Taxer les exilés : Lucie Castets souhaite un rétablissement complet de l’« exit tax »

22 août, 2024 / Entrevue

Dans un contexte de débat fiscal intense, Lucie Castets, candidate du Nouveau Front populaire pour Matignon, a exprimé son désir de rétablir l’« exit tax » dans sa version originelle, après sa réduction par Emmanuel Macron. Cette taxe, instaurée en 2011 sous Nicolas Sarkozy, vise à freiner l’exil fiscal en taxant les plus-values latentes des résidents français transférant leur domicile à l’étranger. Mais en quoi consiste cette mesure et comment a-t-elle évolué ?

Qu’est-ce que l’« exit tax » ?

L’« exit tax » a été conçue pour éviter que des Français ne partent à l’étranger pour échapper à l’imposition sur les plus-values. En pratique, elle taxe à 30% les plus-values théoriques sur les titres détenus par des résidents français qui déménagent leur résidence fiscale hors de France. Au départ, seuls les contribuables possédant des parts d’une valeur supérieure à 1,3 million d’euros ou détenant 1% du capital d’une entreprise étaient concernés. Cette taxe devait être payée immédiatement, bien que le paiement puisse être différé jusqu’à la vente des titres. Si les titres n’étaient pas vendus dans les quinze ans suivant le départ, la taxe était annulée.

Évolutions et controverses

Depuis son introduction, l’« exit tax » a subi plusieurs réformes. En 2014, sous François Hollande, les critères d’application ont été modifiés : le seuil de participation est passé de 1% à 50% pour ne concerner que les actionnaires majoritaires, et le seuil de valeur a été réduit à 800 000 euros. En 2018, Emmanuel Macron a supprimé l’« exit tax », la remplaçant par une taxe anti-abus plus souple. La nouvelle taxe accorde une exonération plus rapide, après seulement deux ans pour les parts vendues ou cinq ans pour les opérations de moindre valeur.

Les défis de l’« exit tax »

L’efficacité de l’« exit tax » a toujours été controversée. Malgré une prévision de recettes de 200 millions d’euros par an lors de sa création, elle a généré seulement 53 millions d’euros en 2011 et 70 millions d’euros en 2017. En 2016, une étude avait estimé que l’impôt aurait pu rapporter jusqu’à 803 millions d’euros, mais le suivi des contribuables sur une période prolongée a prouvé difficile pour l’administration fiscale.

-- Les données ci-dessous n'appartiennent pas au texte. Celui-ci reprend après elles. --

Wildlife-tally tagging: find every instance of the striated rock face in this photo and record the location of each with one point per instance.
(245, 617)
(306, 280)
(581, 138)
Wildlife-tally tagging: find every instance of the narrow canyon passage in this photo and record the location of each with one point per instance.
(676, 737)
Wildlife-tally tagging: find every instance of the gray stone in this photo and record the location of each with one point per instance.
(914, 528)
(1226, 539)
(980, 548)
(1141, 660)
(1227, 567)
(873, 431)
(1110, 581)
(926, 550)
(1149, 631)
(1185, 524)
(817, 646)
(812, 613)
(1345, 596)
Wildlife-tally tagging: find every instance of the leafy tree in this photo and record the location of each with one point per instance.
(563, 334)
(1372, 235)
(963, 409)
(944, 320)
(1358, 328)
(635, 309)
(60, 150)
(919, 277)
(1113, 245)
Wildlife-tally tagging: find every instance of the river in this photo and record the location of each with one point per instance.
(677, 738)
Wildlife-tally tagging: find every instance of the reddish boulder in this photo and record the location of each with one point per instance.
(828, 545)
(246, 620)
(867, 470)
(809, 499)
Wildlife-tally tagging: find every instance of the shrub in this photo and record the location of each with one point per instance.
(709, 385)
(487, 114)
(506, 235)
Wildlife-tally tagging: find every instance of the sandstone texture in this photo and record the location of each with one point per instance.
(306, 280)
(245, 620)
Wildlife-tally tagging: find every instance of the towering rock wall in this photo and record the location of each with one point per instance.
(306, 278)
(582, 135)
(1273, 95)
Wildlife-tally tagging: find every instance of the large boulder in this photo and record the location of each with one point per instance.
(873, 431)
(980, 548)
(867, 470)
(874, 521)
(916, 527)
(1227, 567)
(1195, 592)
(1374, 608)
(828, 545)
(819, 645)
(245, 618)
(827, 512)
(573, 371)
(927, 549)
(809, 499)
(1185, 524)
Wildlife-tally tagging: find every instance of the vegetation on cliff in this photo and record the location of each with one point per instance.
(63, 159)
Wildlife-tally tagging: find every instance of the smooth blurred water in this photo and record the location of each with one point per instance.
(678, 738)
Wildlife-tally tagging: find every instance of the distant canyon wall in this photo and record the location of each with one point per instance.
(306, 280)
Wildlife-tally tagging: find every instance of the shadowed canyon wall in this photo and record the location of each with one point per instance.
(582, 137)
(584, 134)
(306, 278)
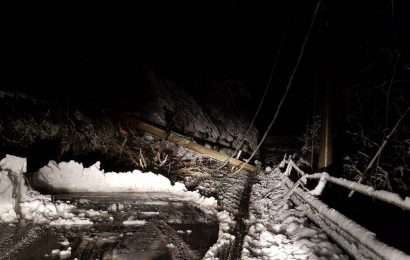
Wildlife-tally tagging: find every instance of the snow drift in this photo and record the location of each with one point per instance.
(17, 201)
(74, 177)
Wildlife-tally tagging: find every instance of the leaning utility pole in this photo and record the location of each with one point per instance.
(326, 131)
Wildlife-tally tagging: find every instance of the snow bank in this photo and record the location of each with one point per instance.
(17, 201)
(74, 177)
(226, 224)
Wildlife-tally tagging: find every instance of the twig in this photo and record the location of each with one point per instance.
(376, 156)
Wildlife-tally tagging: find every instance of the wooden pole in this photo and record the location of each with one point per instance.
(185, 142)
(326, 131)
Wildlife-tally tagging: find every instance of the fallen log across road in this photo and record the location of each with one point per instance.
(185, 142)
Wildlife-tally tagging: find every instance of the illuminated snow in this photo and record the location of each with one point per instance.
(74, 177)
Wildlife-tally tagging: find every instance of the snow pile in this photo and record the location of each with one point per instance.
(226, 223)
(17, 201)
(278, 231)
(73, 177)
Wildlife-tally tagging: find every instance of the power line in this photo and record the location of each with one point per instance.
(265, 91)
(287, 87)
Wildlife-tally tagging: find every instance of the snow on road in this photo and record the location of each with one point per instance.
(278, 231)
(74, 177)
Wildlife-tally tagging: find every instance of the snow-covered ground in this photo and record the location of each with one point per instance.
(74, 177)
(278, 231)
(17, 201)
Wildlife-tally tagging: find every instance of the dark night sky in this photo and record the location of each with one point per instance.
(98, 52)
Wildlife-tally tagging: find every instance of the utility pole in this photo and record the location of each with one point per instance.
(326, 131)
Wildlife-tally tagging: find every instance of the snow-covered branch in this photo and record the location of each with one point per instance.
(343, 229)
(386, 196)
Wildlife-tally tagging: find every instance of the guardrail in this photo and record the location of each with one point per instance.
(359, 242)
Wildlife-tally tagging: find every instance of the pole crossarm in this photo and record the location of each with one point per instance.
(185, 142)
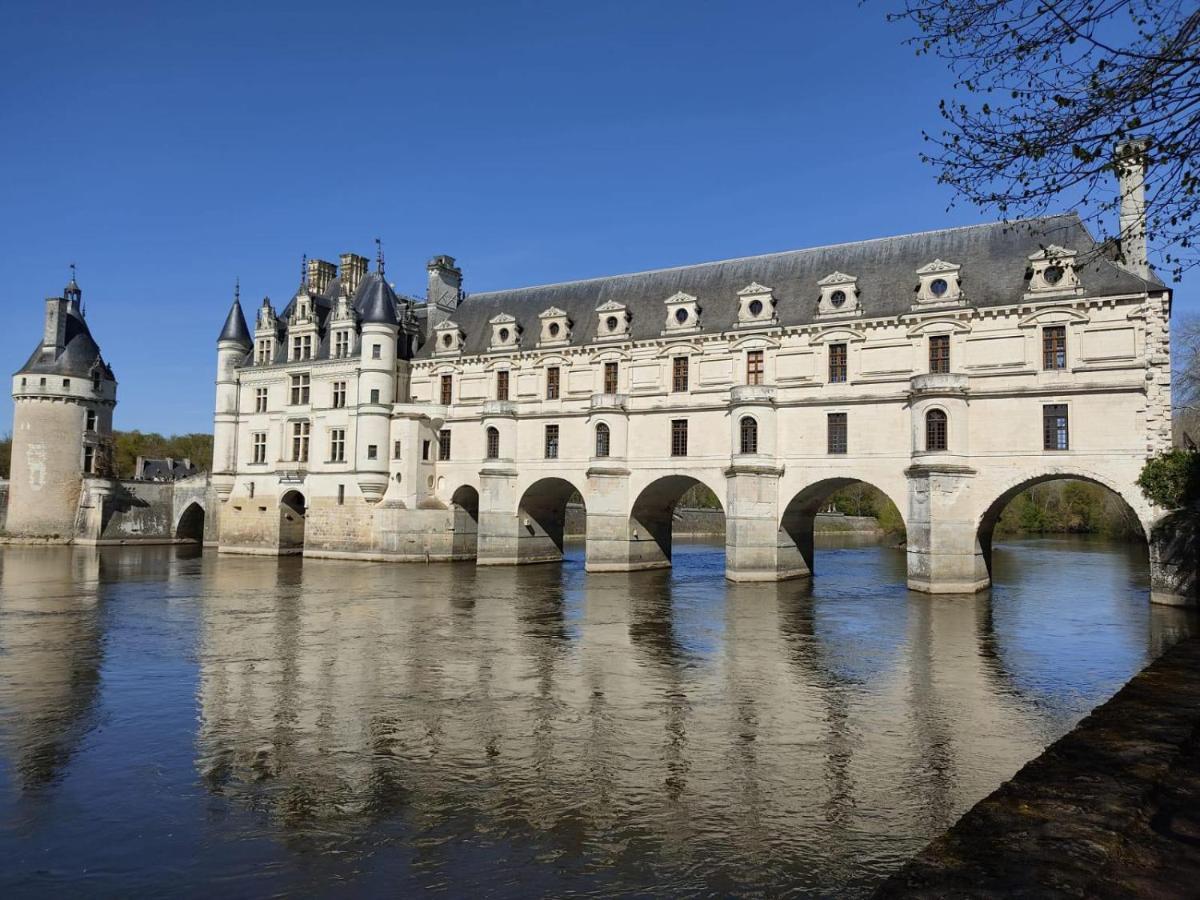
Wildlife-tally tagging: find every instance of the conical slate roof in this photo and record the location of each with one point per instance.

Certains critiques affirment que l’« exit tax » ne dissuade pas nécessairement les Français de quitter le pays ; au contraire, elle pourrait encourager les entrepreneurs à s’établir à l’étranger pour éviter l’accumulation de plus-values latentes. En revanche, l’effet dissuasif est également cité comme un facteur contribuant aux faibles recettes de l’impôt.

Perspectives et débats

Lucie Castets propose de rétablir l’« exit tax » dans sa version antérieure à 2018, avec un délai d’exonération de quinze ans. Selon une estimation de l’Institut Montaigne, ce retour à l’ancien régime pourrait générer environ 67 millions d’euros par an. Toutefois, cette mesure pourrait également raviver le débat sur son efficacité et son impact potentiel sur l’attractivité de la France pour les entreprises et les investisseurs.

En somme, la proposition de Castets de rétablir l’« exit tax » dans sa version originelle s’inscrit dans un contexte de recherche de solutions pour contrer l’exil fiscal. Reste à voir comment cette mesure sera accueillie et quelles seront ses répercussions sur le paysage fiscal français.